Im bisherigen Diskurs ´Häusliche Gewalt´ wird nahezu ausschließlich auf Gewalt gegen Frauen fokussiert die von Männern ausgeht. Als Ursache dieser von Männern gegen Frauen ausgeübten Gewalt wird vorschnell das Patriarchat diagnostiziert. Es wird einfach angenommen, dass allen Männern (und nur ihnen) ein Gewaltpotenzial innewohnt, welches jederzeit ausbrechen könnte und sich dann vorzugsweise gegen eine Frau richten würde.
Selbst in jenen Fällen, in denen Frauen nachweislich Gewalt ausgeübt haben, glaubt man, dies sei aus ´Selbstverteidigung´ heraus geschehen und quasi ´entschuldbar´. Überhaupt wird Gewalt die Frauen gegen Männer ausüben, vorschnell als ´gerechtfertigt´ angesehen und die Verantwortung für die Tat nicht selten dem Mann zugeschoben.
Als Beleg für derlei Thesen werden Daten genutzt, die aus Frauenhäusern und Gesprächen mit dort Schutz suchenden Frauen stammen. Daten aus Studien, die sich auf andere untersuchte Gruppen oder die gesamte Bevölkerung beziehen, werden weitgehend ausgeblendet.
Entgegen allen Belegen für die Heterogenität von Männern, wird im Falle häuslicher Gewalt fälschlicherweise von einer Homogenität ausgegangen. Unreflektiert werden aus einer bestimmten Gruppe von Männern, wenig professionell, Männer im Allgemeinen gemacht. Es wird vernachlässigt, dass es häusliche Gewalt in nicht unerheblichem Ausmaß auch in lesbischen Beziehungen gibt und Frauen nachweislich Täter auch gegen andere Personengruppen, etwa Kinder oder alte Menschen sind.
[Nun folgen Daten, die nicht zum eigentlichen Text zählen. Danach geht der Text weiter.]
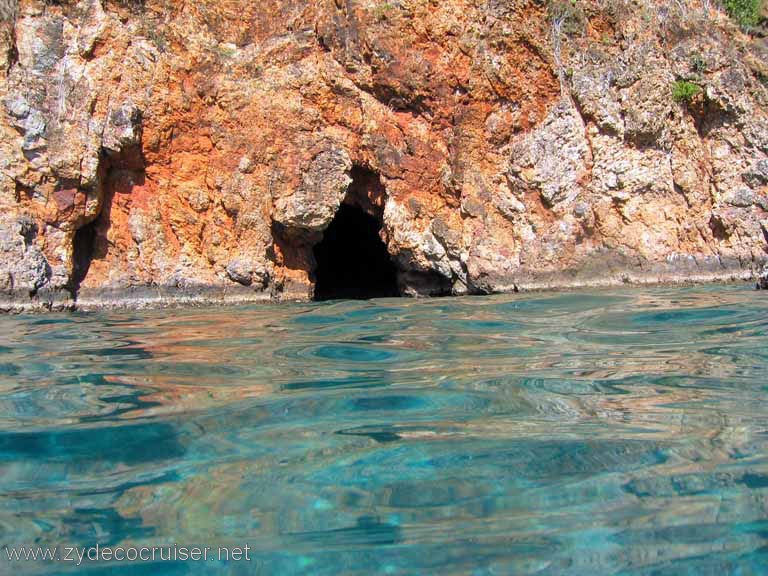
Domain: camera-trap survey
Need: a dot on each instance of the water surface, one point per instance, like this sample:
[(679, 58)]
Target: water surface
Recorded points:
[(606, 432)]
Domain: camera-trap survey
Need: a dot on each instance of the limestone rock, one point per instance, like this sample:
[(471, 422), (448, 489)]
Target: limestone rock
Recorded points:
[(553, 158), (762, 281), (324, 184), (23, 268), (206, 148)]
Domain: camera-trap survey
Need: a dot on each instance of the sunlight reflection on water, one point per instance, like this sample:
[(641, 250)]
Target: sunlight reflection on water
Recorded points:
[(599, 432)]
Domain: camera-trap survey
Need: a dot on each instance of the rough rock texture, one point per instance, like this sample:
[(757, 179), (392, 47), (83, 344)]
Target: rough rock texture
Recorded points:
[(197, 150)]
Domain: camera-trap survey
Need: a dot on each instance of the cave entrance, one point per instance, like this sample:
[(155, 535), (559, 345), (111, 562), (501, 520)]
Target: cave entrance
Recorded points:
[(352, 259), (83, 251)]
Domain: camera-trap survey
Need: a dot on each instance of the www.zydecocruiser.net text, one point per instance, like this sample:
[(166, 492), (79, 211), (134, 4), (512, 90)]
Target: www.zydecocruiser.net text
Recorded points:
[(78, 555)]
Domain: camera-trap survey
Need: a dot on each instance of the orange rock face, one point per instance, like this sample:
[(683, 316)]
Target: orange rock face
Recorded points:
[(172, 150)]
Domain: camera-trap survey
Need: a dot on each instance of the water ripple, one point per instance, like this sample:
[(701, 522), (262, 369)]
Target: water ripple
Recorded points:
[(606, 432)]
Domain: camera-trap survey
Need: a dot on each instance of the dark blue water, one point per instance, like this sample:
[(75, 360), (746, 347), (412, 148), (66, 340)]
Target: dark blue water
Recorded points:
[(613, 432)]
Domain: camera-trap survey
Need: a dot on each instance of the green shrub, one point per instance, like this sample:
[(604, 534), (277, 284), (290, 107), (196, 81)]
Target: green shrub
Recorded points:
[(684, 92), (745, 12)]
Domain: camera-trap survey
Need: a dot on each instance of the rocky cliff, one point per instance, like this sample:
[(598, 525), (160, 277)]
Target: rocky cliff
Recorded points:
[(199, 150)]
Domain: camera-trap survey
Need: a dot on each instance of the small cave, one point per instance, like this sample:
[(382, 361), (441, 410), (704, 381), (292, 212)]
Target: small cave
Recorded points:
[(352, 259), (83, 251)]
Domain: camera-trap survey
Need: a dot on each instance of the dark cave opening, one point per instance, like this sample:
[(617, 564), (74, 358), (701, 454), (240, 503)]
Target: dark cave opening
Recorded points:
[(83, 251), (352, 259)]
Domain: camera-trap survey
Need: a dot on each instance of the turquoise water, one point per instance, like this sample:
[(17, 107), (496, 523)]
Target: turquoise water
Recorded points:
[(610, 432)]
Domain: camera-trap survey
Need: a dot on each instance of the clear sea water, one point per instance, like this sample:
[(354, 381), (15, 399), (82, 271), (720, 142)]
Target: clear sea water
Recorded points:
[(606, 432)]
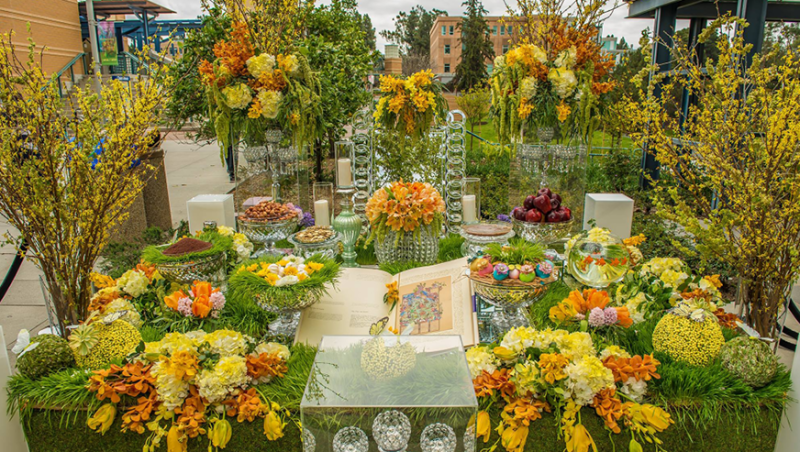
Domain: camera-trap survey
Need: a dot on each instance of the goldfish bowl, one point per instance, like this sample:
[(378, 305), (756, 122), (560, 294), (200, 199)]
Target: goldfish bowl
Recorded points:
[(510, 298), (597, 258), (288, 310)]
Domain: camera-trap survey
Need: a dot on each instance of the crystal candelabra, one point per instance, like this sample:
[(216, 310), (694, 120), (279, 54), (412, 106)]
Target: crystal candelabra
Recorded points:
[(273, 138), (349, 225)]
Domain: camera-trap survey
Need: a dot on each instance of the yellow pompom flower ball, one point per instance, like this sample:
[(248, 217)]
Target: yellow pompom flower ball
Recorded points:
[(684, 339), (114, 341)]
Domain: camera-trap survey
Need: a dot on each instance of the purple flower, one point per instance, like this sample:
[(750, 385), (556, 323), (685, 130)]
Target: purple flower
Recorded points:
[(610, 315), (597, 318), (185, 306), (217, 301), (308, 220)]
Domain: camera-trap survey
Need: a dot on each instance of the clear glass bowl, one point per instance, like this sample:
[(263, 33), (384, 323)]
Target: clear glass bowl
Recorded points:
[(267, 233), (423, 248), (474, 243), (543, 232), (328, 248), (212, 269), (598, 260), (511, 299)]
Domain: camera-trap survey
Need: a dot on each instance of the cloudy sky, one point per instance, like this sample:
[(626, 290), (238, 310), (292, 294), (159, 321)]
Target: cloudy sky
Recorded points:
[(383, 11)]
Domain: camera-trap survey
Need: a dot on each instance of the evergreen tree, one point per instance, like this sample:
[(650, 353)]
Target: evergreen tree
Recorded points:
[(476, 47)]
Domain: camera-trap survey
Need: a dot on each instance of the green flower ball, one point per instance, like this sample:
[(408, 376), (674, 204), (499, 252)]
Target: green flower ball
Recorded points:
[(114, 342), (750, 359), (51, 355), (382, 363), (696, 343)]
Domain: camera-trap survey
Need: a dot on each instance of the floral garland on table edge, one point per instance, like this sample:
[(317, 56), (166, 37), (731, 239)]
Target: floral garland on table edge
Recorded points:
[(547, 85), (533, 371), (185, 385), (410, 106), (284, 280), (404, 207), (250, 91)]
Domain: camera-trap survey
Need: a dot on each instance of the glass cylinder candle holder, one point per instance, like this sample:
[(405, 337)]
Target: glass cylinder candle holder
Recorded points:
[(344, 164), (471, 200), (323, 203)]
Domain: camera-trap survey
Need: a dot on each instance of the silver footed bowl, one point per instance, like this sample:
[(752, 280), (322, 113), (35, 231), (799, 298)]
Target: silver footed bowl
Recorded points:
[(328, 248), (211, 269), (543, 232), (267, 232)]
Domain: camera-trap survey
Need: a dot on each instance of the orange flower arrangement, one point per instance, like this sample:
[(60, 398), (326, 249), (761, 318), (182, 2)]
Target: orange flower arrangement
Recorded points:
[(404, 207), (590, 305), (202, 301)]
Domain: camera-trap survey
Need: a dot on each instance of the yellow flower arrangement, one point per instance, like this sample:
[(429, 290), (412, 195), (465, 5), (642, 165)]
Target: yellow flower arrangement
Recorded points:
[(563, 374), (410, 106), (404, 207)]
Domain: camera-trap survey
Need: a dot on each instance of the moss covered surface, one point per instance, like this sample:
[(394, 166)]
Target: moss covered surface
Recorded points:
[(729, 433)]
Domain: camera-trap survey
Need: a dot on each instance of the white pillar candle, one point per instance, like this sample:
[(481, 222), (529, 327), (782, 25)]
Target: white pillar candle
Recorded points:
[(470, 212), (322, 215), (345, 173)]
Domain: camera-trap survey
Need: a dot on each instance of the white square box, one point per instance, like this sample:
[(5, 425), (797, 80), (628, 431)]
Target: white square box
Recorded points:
[(217, 208), (613, 211)]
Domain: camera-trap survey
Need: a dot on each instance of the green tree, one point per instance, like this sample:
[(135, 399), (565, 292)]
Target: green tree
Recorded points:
[(338, 50), (477, 47), (412, 31), (189, 100), (369, 31)]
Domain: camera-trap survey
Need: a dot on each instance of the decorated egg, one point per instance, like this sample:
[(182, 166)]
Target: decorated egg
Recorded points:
[(544, 269), (500, 272), (527, 273)]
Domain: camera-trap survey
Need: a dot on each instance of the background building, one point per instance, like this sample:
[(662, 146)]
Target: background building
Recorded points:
[(446, 42), (55, 27)]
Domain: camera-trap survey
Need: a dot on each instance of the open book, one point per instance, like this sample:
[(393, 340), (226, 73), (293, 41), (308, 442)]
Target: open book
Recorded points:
[(434, 299)]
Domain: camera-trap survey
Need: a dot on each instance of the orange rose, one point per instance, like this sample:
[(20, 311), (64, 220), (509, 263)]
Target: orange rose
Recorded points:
[(172, 300)]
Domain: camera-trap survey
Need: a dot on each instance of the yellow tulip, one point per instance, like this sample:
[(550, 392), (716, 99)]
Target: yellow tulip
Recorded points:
[(484, 427), (504, 353), (515, 438), (174, 443), (656, 417), (581, 440), (220, 434), (273, 426), (103, 418)]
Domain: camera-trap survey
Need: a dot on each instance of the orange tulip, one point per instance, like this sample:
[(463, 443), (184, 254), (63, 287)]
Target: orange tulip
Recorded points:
[(201, 307), (172, 300), (624, 317)]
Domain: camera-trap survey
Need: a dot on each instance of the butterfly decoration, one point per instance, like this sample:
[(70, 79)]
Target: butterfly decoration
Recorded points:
[(23, 344), (111, 318), (377, 328)]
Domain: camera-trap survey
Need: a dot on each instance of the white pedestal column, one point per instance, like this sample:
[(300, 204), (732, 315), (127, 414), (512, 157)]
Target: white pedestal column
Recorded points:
[(613, 211)]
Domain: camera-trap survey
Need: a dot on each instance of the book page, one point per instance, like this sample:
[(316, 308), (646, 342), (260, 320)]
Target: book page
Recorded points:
[(437, 300), (348, 309)]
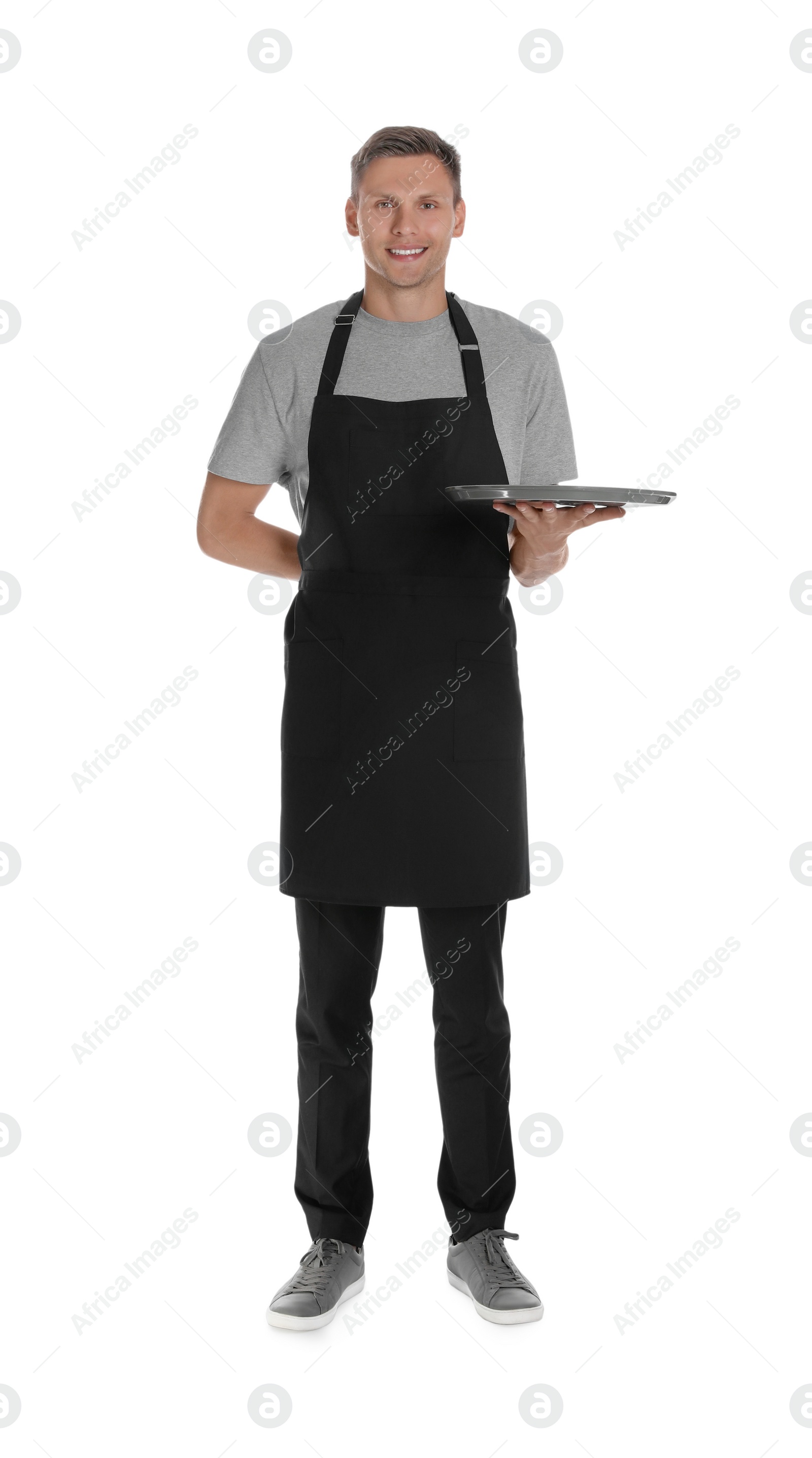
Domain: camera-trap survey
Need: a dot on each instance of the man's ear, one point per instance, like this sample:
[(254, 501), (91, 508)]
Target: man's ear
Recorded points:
[(352, 218)]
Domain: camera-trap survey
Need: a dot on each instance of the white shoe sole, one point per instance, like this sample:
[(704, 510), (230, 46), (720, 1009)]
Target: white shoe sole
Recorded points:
[(280, 1318), (502, 1318)]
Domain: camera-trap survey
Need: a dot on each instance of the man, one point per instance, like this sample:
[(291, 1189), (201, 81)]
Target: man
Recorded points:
[(401, 734)]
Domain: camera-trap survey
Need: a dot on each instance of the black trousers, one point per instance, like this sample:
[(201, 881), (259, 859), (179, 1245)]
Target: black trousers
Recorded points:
[(339, 956)]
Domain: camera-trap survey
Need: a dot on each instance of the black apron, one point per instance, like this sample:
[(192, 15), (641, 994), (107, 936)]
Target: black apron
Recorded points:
[(403, 760)]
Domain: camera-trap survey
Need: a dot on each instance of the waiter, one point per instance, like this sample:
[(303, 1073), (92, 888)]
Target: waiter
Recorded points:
[(403, 764)]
Es wird in diesem wiederkehrend falsch geführten Diskurs nicht berücksichtigt, dass es individuelle Variablen und psychologische Dispositionen geben könnte, die Gewaltverhalten bei Frauen und Männern auslösen könnten. Es wird nicht berücksichtigt, dass auch eine Frau eine aggressive Persönlichkeit sein kann. Es findet auch keine Berücksichtigung, dass gerade solche Frauen und Männer Gewalt ausüben, bei denen als Kind oder Jugendliche Verhaltensstörungen oder psychische Störungen sogar diagnostiziert worden sind. Womöglich geht der häuslichen Gewalt eine psychopathologische Geschichte beider Konfliktparteien voraus und wenn man sie kennt, könnte man adäquat reagieren. Womöglich handelt es sich um Frauen und Männer, die gleichermaßen durch kindliche Erfahrungen traumatisiert sind und deshalb später in Häusliche Gewalt verstrickt werden. Statt zu glauben häusliche Gewalt gebe es in allen Familien, könnte sie aber das Resultat eines bestimmten Familientyps sein, den es zu entdecken gilt.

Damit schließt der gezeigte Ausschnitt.